Утюг отдал в «ЭлектроБарыгу» два десятка устаревших пневматических пистолетов, никому не нужных настолько, что сородичи даже не украли их из незапертого чулана, и искренне недоумевал, отчего покупатели не дерутся за ценный приз.
– Потому что у Шибзичей товар правильный, а у тебя – фуфло какое-то, – немного обидно объяснил Утюгу Штекер.
– Нет, мля! – резко парировал уйбуй. – Это всё потому, что у них одноглазый великим фюрером сделался! Он во всём виноват!

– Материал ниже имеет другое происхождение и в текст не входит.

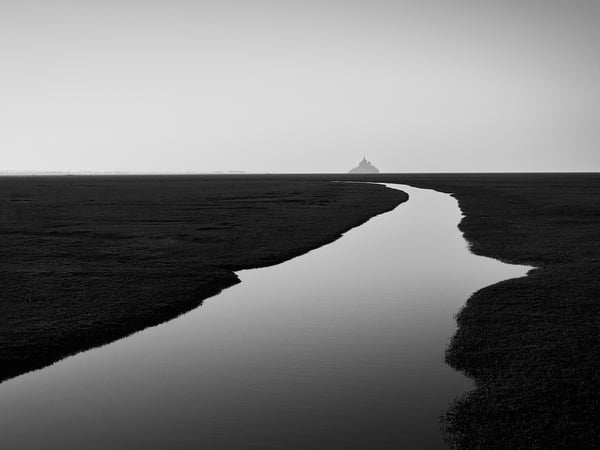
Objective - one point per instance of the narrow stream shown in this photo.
(341, 348)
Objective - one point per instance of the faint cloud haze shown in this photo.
(300, 86)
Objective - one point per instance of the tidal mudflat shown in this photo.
(90, 259)
(339, 348)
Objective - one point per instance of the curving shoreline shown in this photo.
(89, 260)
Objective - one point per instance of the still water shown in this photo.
(339, 348)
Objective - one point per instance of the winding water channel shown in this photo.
(339, 348)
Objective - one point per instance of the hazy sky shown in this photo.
(299, 86)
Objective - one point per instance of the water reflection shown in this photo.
(340, 348)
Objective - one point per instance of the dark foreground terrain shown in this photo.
(87, 260)
(532, 345)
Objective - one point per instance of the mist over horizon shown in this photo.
(311, 87)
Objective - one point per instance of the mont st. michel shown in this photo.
(364, 166)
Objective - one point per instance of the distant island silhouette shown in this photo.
(364, 167)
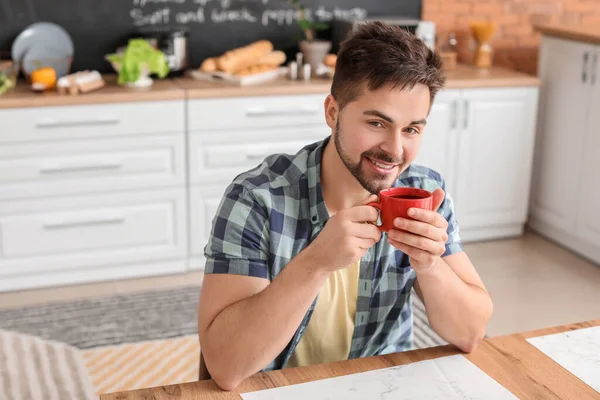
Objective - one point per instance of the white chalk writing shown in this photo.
(242, 14)
(221, 11)
(190, 16)
(158, 17)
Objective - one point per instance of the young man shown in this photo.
(297, 273)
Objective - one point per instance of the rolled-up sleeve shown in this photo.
(454, 243)
(239, 239)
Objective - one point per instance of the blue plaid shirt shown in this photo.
(271, 213)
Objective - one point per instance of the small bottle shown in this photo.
(452, 42)
(306, 72)
(293, 70)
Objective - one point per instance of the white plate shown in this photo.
(239, 80)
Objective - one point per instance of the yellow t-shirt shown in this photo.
(328, 336)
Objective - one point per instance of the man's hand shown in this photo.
(424, 238)
(346, 237)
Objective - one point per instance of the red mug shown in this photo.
(395, 202)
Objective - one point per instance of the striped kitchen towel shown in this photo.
(35, 369)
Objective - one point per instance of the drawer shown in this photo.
(67, 167)
(255, 112)
(80, 232)
(214, 160)
(204, 202)
(84, 121)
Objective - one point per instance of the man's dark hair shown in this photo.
(377, 54)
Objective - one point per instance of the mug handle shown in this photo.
(378, 207)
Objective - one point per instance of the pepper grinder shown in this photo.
(300, 64)
(306, 72)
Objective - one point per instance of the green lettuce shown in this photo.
(138, 55)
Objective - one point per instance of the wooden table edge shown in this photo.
(291, 376)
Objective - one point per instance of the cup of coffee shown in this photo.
(395, 202)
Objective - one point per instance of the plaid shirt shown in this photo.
(270, 214)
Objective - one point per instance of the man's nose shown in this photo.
(394, 145)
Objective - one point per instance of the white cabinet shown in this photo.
(92, 192)
(566, 190)
(438, 146)
(481, 142)
(231, 136)
(588, 227)
(81, 238)
(494, 158)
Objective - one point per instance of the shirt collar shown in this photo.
(318, 210)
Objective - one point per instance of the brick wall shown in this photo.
(515, 44)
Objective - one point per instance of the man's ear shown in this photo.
(331, 111)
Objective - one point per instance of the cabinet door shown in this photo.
(495, 156)
(439, 138)
(563, 118)
(588, 228)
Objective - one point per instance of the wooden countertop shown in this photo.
(179, 88)
(23, 96)
(589, 34)
(469, 77)
(510, 360)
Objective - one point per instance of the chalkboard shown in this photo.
(99, 27)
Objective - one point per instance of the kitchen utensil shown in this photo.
(46, 56)
(483, 32)
(42, 34)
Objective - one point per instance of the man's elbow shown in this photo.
(223, 375)
(469, 344)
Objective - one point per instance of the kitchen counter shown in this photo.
(23, 96)
(578, 33)
(463, 77)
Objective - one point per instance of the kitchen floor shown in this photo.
(533, 283)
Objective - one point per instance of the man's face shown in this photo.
(379, 135)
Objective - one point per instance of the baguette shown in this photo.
(243, 57)
(256, 69)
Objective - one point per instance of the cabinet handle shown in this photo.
(54, 123)
(61, 169)
(586, 56)
(264, 112)
(77, 223)
(466, 120)
(594, 68)
(454, 114)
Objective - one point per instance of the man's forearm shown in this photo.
(247, 335)
(457, 311)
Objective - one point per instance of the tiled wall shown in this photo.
(515, 44)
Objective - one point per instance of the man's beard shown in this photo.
(377, 182)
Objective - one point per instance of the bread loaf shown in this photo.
(256, 69)
(330, 60)
(243, 57)
(209, 65)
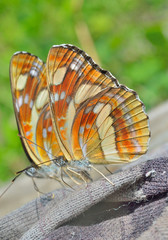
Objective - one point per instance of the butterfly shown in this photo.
(72, 114)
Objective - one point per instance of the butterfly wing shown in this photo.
(111, 127)
(73, 78)
(94, 116)
(30, 99)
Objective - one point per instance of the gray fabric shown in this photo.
(135, 208)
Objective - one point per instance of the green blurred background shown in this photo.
(127, 37)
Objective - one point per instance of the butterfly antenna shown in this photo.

Штекер промолчал, не желая вступать в бессмысленный спор, а Утюг сначала с ненавистью посмотрел на Шибзича, радостно размахивающего изрядно пополневшей карточкой.
– Тачку в кредит возьму! – верещал счастливчик. – «Ладу Весту»!
А затем Утюг перевёл взгляд на великого фюрера:
– Всё, сука, пора тебе преемника вставить, а то совсем оборзел, смотрю…
А притомившийся Кувалда развалился в кресле и купался в потоке обожания внезапно разбогатевших подданных. И до сих пор не мог поверить, как ловко он сумел уговорить шасов придумать для семьи почти бесплатного барыгу.
«Можно будет Форт отремонтировать, – думал он, благодушно оглядывая потрёпанную Родину. – Портрет обновить, а то вечно его помоями из верхних окон обливают… Для кучи оградку сделать позаковыристей, можно даже кованую…»
Жизнь казалась прекрасной, перспективы – радужными, бутылка виски подходила к концу, и только Кувалда подумал, что нужно послать Заморыша за следующей, как послышались вопли, то ли приветственные, то ли ругательные, рёв моторов, кажется, выстрелы, и в ворота Форта въехал чёрный, как волосы навов, армейский внедорожник с необитаемой пулемётной башней на крыше.
А вслед за «Тигром» появился семитонный фургон, мультимедийный борт которого украшала бойкая надпись: «Долой коррупцию!» – и его появление напомнило великому фюреру печальное демократическое прошлое.